Well, whether it was bubonic plague, small pox or something completely different, quibbling over which particular selective event resulted in an increase in the proportion of people carrying this allele is not an argument about natural selection. Nothing you have posted undermines the idea that species have developed through descent with modification. Or that both mutation and selection are, separately, regular events among all organisms.
The last article you cited is by two historians, who may have much to say about plague and smallpox. But I would not expect them to have anything definitive to say about the spread of the CCR5-delta 32 allele.

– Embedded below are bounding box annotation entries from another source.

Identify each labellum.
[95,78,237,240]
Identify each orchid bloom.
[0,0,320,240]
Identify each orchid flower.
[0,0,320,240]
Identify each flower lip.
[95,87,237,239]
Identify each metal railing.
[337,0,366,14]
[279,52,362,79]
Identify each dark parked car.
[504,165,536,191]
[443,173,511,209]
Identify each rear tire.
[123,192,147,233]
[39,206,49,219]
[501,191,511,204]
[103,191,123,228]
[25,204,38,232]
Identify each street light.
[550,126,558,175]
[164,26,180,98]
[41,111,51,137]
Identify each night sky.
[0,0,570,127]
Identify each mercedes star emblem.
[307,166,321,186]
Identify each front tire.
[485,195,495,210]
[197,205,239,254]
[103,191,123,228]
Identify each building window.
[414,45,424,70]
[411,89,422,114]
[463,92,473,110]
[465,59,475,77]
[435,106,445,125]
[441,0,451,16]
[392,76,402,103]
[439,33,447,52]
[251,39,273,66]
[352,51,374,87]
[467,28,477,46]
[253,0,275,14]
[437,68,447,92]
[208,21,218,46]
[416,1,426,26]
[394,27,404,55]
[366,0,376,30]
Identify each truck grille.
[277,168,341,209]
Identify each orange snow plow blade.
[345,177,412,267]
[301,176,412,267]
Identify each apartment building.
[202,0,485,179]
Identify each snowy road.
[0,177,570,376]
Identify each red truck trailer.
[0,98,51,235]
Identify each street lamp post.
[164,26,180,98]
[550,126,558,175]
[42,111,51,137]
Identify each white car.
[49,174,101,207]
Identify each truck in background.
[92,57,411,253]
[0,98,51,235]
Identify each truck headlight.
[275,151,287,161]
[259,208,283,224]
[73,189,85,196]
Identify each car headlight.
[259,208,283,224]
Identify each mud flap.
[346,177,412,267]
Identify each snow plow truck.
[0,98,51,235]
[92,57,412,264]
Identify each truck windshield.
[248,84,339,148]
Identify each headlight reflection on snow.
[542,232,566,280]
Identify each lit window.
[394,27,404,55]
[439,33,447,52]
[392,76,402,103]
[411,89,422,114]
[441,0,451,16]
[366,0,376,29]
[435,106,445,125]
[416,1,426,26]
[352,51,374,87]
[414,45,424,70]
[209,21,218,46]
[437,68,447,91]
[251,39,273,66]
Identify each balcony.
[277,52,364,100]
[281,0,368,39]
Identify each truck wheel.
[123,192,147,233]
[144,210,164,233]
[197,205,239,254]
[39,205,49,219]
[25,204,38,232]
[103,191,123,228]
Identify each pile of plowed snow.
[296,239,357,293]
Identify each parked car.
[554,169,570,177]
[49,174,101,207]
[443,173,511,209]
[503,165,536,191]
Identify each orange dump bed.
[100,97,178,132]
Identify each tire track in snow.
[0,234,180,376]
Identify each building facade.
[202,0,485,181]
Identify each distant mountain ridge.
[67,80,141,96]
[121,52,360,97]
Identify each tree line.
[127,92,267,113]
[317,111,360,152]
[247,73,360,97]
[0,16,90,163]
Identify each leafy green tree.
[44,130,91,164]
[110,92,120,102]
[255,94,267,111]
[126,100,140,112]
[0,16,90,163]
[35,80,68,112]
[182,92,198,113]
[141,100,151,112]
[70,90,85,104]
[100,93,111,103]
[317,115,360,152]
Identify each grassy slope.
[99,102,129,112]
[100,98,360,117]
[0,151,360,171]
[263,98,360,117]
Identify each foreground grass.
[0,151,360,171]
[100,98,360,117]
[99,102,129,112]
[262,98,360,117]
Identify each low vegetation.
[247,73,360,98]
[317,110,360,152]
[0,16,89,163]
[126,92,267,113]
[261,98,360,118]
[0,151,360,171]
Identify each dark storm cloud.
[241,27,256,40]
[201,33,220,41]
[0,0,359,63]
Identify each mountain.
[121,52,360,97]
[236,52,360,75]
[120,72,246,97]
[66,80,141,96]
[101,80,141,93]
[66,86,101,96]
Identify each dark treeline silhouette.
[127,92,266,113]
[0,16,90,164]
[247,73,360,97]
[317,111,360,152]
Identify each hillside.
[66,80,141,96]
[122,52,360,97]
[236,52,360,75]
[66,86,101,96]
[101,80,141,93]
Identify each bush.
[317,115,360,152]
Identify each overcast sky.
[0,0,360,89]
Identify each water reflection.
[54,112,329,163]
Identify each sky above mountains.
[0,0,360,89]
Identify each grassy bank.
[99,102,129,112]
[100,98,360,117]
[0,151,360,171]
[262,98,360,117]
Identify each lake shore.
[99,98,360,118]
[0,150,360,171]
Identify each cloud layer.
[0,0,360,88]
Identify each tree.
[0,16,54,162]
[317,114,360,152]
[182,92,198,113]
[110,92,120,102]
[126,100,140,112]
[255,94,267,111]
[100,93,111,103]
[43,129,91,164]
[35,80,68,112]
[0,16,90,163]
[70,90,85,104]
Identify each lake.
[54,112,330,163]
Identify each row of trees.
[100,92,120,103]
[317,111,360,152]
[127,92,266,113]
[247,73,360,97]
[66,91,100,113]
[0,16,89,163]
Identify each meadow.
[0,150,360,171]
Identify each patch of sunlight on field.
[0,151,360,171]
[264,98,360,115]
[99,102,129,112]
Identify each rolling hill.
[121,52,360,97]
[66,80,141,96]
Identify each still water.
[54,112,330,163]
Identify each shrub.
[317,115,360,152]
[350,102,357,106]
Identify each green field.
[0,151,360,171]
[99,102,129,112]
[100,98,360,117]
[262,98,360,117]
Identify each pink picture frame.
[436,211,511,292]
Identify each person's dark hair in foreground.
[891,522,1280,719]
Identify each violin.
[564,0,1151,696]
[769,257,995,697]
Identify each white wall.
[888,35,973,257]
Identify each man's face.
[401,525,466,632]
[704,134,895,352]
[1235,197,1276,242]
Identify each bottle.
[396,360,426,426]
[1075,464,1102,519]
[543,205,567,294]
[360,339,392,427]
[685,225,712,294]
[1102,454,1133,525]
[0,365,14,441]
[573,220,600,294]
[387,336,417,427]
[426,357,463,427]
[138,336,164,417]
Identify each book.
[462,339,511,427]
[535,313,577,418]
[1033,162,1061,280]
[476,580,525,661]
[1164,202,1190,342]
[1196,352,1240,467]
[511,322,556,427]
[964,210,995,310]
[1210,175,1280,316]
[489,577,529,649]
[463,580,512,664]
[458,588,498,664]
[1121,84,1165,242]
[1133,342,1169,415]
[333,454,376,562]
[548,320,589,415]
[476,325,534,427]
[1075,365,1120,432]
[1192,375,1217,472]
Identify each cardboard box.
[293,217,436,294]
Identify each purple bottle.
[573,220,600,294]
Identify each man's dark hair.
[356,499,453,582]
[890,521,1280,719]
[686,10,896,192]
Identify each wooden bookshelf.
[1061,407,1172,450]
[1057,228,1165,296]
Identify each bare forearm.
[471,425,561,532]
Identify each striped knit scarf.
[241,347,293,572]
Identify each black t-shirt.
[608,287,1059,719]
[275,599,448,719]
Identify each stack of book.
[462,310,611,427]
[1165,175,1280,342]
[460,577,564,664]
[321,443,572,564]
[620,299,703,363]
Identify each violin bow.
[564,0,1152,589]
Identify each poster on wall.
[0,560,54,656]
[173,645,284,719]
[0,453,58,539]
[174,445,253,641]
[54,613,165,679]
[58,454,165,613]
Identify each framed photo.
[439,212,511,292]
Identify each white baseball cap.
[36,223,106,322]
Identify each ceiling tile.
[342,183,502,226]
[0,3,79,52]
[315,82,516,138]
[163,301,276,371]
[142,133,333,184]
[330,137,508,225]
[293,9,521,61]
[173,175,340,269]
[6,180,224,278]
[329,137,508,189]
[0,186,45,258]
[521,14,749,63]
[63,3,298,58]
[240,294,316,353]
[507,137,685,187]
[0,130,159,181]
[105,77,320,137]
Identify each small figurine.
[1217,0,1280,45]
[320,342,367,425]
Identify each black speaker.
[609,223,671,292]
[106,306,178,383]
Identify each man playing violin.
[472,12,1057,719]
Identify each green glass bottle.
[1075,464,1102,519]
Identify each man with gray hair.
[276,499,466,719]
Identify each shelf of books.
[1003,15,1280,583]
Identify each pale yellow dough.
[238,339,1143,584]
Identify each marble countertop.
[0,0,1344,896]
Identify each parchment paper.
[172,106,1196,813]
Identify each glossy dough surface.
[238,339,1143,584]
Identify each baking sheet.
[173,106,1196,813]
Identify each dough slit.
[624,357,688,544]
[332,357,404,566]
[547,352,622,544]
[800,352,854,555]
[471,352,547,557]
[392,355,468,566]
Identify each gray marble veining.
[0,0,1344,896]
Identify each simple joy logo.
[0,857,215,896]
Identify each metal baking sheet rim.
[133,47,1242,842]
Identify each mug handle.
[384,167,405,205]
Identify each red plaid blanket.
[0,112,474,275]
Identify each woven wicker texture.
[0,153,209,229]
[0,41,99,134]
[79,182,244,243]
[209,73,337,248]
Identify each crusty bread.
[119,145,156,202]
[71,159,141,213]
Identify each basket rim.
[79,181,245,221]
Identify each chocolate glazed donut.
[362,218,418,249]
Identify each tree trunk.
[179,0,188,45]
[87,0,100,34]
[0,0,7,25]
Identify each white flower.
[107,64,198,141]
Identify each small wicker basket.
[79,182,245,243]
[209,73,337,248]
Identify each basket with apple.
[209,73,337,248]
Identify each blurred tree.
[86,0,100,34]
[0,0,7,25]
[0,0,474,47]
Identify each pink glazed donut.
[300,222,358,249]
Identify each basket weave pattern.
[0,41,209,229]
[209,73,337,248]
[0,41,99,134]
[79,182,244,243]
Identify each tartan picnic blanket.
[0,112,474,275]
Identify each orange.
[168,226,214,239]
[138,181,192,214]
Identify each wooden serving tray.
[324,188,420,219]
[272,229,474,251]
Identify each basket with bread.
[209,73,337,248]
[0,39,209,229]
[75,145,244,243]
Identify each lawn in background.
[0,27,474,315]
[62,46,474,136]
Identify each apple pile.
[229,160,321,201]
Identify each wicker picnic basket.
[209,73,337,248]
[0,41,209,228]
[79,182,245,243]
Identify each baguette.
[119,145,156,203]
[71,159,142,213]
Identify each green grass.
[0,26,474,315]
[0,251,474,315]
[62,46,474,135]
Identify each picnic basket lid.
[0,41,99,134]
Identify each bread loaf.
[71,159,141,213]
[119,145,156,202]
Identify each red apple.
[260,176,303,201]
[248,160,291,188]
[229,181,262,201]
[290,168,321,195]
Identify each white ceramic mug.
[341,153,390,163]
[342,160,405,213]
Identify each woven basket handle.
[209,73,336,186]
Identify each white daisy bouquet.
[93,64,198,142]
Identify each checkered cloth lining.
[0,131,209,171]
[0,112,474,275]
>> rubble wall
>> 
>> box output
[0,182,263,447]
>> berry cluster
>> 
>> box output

Based on their summary alone, I would suggest that they do not understand selection. They argue that mortality was greater in other areas besides northern europe, so the CCR5 delta32 allele should be more common in these other areas. But that is not necessarily the case. Selection does not induce new mutations; it can only operate on variants that are already present. If the Mediterranean or Chinese populations did not carry this particular allele to any extent, there's no reason it would have been selected. In particular, if these other populations carried OTHER alleles that were equally or more protective, specifically against bubonic plague (or whatever disease), alleles that were rare or non existent in European populations, then the same disease would select differently on different populations.
The basic mechanisms of evolution by natural selection is extremely simple--the generation of variation through mutation, followed by selection for different types in different places at different times. But the consequences of those two forces are not simple, but instead rather complex.
Yesterday was the 200th anniversary of Charles Darwin's birthday. Happy Darwin Day!